Lars von Triers neuestes Werk "Antichrist" ist ein Brett von einem Film. Abseits des sterilen Hollywood-Mainstream schuf der exzentrische Filmemacher aus Dänemark ("Dogville", "Idioten") hier einen nur schwer verdaulichen, zugleich ruhigen wie grausamen Psychothriller um ein Ehepaar mittleren Alters, welches nach dem Tod des gemeinsamen Kindes in der Abgeschiedenheit der Wildnis wieder zueinander finden möchte. Doch was als erfolgversprechende Therapie beginnt, endet in einem perversen Alptraum von (HC)Sex, abartiger Gewalt und grotesken Wahnvorstellungen.
Mittel, den schleichenden Irrsinn adäquat auf die Leinwand zu bringen, hat von Trier jedenfalls gefunden. Der in stimmige Kapitel eingeteilte "Antichrist" punktet durch eine wunderbar stilvolle, individuelle Inszenierung, die klar die Handschrift ihrers Schöpfers erkennen lässt. Düstere, mitunter ins Surreale tendierende Natur-Bilder ergänzen sich mit atmosphärischen Klängen und zwei großartig aufspielenden Hauptdarstellern. Nennenswerte andere Figuren gibt es praktisch nicht, womit der Film praktisch ausschließlich von Willem Dafoe ("Der blutige Pfad Gottes") und Charlotte Gainsbourg ("21 Gramm") getragen wird.
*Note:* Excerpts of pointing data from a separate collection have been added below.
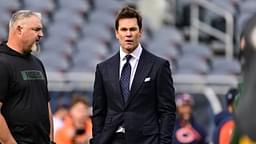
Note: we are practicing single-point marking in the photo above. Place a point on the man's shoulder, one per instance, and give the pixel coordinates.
(153, 56)
(112, 59)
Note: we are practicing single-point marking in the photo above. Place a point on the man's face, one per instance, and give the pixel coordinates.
(31, 30)
(128, 34)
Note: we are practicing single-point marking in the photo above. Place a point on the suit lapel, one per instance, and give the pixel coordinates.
(114, 73)
(142, 70)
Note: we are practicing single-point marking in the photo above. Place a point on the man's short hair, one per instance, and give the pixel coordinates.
(128, 12)
(22, 14)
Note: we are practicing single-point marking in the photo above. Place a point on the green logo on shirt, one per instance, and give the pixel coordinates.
(32, 75)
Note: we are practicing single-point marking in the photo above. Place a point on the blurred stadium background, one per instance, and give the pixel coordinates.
(200, 38)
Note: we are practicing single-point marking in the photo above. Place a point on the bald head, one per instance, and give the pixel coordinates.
(20, 15)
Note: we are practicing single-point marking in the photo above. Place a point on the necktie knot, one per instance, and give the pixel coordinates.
(128, 57)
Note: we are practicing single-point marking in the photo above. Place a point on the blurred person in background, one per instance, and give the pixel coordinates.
(25, 116)
(77, 126)
(244, 119)
(61, 112)
(225, 121)
(187, 129)
(133, 97)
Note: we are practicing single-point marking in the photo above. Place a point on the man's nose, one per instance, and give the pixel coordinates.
(128, 33)
(41, 33)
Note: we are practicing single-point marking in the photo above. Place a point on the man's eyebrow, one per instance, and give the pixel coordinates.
(37, 28)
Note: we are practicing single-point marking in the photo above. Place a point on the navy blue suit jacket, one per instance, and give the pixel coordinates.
(149, 113)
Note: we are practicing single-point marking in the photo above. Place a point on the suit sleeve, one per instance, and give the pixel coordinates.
(99, 105)
(166, 103)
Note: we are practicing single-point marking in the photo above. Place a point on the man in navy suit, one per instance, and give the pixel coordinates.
(133, 98)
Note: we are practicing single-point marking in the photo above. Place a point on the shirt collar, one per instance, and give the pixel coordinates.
(135, 54)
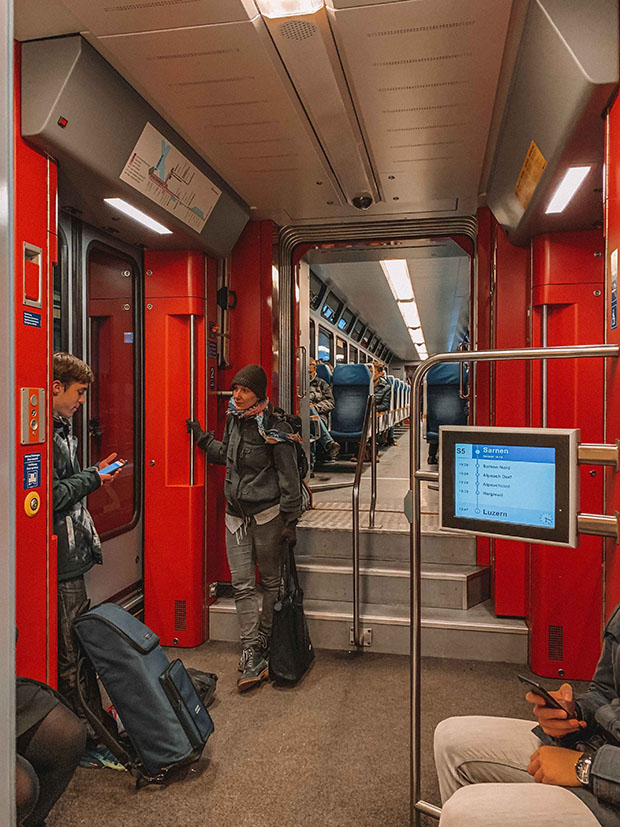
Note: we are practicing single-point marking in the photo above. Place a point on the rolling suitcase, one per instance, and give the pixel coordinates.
(166, 723)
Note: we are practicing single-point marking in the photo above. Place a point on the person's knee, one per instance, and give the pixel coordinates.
(26, 788)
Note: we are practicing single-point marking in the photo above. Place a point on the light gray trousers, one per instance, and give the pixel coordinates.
(259, 545)
(482, 769)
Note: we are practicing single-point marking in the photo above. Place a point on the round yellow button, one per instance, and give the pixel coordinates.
(32, 503)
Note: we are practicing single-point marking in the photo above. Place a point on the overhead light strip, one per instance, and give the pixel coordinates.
(568, 186)
(137, 215)
(396, 272)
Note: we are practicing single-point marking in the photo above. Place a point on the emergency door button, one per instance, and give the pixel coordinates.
(32, 503)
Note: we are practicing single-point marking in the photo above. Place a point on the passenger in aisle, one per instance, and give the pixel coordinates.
(263, 504)
(565, 771)
(321, 399)
(79, 546)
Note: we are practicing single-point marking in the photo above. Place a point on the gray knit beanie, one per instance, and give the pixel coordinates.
(254, 378)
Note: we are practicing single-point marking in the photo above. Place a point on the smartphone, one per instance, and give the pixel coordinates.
(113, 468)
(539, 690)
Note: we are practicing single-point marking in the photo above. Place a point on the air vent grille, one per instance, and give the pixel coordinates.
(180, 616)
(298, 30)
(431, 59)
(416, 29)
(150, 4)
(556, 643)
(410, 87)
(183, 55)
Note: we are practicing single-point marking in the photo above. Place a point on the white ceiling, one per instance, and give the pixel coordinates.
(440, 276)
(423, 76)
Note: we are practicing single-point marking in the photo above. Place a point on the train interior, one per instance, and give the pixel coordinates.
(197, 185)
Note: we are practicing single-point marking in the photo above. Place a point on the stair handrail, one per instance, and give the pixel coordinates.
(369, 424)
(413, 512)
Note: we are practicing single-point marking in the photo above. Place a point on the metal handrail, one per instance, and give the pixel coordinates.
(370, 424)
(416, 475)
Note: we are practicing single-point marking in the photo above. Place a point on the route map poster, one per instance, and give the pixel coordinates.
(162, 173)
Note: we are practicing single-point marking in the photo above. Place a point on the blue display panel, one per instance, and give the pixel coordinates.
(509, 483)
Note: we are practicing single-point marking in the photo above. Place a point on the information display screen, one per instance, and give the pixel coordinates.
(510, 482)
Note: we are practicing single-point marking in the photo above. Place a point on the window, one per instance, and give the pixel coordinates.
(325, 346)
(341, 351)
(345, 322)
(358, 329)
(367, 337)
(332, 307)
(317, 291)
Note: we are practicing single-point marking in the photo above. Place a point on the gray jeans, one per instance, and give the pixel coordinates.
(482, 770)
(260, 545)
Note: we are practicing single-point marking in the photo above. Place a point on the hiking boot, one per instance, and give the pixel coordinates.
(255, 670)
(333, 449)
(264, 642)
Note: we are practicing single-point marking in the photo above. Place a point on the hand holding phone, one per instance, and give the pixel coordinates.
(555, 711)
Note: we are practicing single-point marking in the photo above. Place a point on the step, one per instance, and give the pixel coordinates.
(475, 634)
(329, 535)
(447, 586)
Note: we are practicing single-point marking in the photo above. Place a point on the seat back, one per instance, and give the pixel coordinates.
(351, 386)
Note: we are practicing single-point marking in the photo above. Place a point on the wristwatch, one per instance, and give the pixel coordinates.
(583, 767)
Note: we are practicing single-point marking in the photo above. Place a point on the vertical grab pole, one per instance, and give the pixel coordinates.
(192, 399)
(373, 469)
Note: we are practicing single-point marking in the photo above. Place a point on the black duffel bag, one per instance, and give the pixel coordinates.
(291, 648)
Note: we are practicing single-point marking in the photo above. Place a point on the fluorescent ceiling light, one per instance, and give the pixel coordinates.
(409, 312)
(397, 275)
(288, 8)
(567, 188)
(137, 215)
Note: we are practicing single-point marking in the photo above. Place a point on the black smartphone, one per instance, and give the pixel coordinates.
(113, 468)
(539, 690)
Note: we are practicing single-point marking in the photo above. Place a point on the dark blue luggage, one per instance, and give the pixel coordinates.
(167, 724)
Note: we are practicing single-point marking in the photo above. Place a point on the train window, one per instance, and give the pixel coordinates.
(357, 331)
(317, 291)
(332, 306)
(111, 285)
(345, 322)
(341, 351)
(312, 339)
(325, 346)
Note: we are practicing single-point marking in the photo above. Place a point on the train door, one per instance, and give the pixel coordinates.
(99, 304)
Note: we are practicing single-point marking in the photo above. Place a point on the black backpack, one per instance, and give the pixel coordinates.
(303, 466)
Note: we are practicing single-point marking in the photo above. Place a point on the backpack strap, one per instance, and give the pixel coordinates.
(102, 732)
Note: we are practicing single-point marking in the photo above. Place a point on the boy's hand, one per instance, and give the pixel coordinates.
(555, 765)
(555, 722)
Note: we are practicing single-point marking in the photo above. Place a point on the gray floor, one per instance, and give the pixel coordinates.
(332, 751)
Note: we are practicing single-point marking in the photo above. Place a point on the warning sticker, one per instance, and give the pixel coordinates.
(533, 167)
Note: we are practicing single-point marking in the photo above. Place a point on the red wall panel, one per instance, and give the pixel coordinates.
(174, 505)
(35, 224)
(564, 641)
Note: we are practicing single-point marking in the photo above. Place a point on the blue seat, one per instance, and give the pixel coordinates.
(443, 403)
(323, 372)
(351, 386)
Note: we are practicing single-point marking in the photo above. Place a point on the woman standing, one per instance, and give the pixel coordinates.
(263, 504)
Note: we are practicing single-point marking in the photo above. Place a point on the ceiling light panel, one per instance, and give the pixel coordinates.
(424, 74)
(219, 87)
(119, 17)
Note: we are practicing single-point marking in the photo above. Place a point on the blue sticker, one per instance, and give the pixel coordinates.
(32, 471)
(32, 319)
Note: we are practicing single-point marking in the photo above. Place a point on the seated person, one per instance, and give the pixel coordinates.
(565, 771)
(321, 399)
(50, 742)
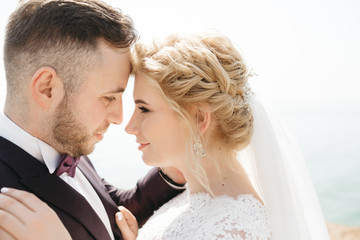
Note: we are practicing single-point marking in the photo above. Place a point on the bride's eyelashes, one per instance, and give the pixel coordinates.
(143, 109)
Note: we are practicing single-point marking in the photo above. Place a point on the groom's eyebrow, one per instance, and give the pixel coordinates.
(140, 101)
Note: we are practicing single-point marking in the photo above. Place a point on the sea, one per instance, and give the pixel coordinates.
(329, 139)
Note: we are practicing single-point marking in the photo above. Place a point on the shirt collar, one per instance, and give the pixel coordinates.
(32, 145)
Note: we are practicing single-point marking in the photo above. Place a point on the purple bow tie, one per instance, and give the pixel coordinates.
(67, 164)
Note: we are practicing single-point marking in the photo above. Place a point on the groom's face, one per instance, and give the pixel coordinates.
(81, 121)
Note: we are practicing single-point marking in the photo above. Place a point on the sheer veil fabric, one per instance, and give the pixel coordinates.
(278, 171)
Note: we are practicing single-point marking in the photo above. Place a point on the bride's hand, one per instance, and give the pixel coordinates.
(24, 216)
(127, 224)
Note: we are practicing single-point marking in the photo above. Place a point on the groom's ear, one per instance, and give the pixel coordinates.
(46, 87)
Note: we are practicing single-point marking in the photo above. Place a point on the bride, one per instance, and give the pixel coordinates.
(245, 176)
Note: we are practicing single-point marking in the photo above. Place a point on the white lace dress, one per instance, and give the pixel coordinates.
(200, 216)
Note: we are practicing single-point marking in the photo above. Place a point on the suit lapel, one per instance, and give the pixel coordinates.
(51, 189)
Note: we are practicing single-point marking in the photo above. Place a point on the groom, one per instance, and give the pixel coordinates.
(67, 64)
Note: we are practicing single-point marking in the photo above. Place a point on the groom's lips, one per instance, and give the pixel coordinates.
(99, 136)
"Antichrist" läd zum Versinken ein. Tempo und Spannung sollte man besser nicht im Übermaß erwarten. Hier stehen vielmehr die Charaktere im Mittelpunkt, die Faszination des Filmes speist sich aus dem faszinierenden Psychoduell der beiden überragenden Protagonisten - bis schließlich zum Finale hin apokalypseähnlich alle Dämme der Trauer, des Schmerzes und der Vernichtung brechen.
Fazit: Wer oder was hier der Antichrist ist, bleibt Interpretationssache. Seine Existenzberechtigung hat Lars von Triers filmgewordener Schlag in die Magengrube, der defintiv mehr Arbeit als Vergnügen darstellt, jedenfalls eindrucksvoll unter Beweis gestellt. Vor allem das großartige schauspielerische Duell zwischen Willem Dafoe und Charlotte Gainsbourg sticht heraus - ob man alle finalen Gewaltszenen in dieser Deutlichkeit hätten zeigen müssen, bleibt dagegen dahingestellt...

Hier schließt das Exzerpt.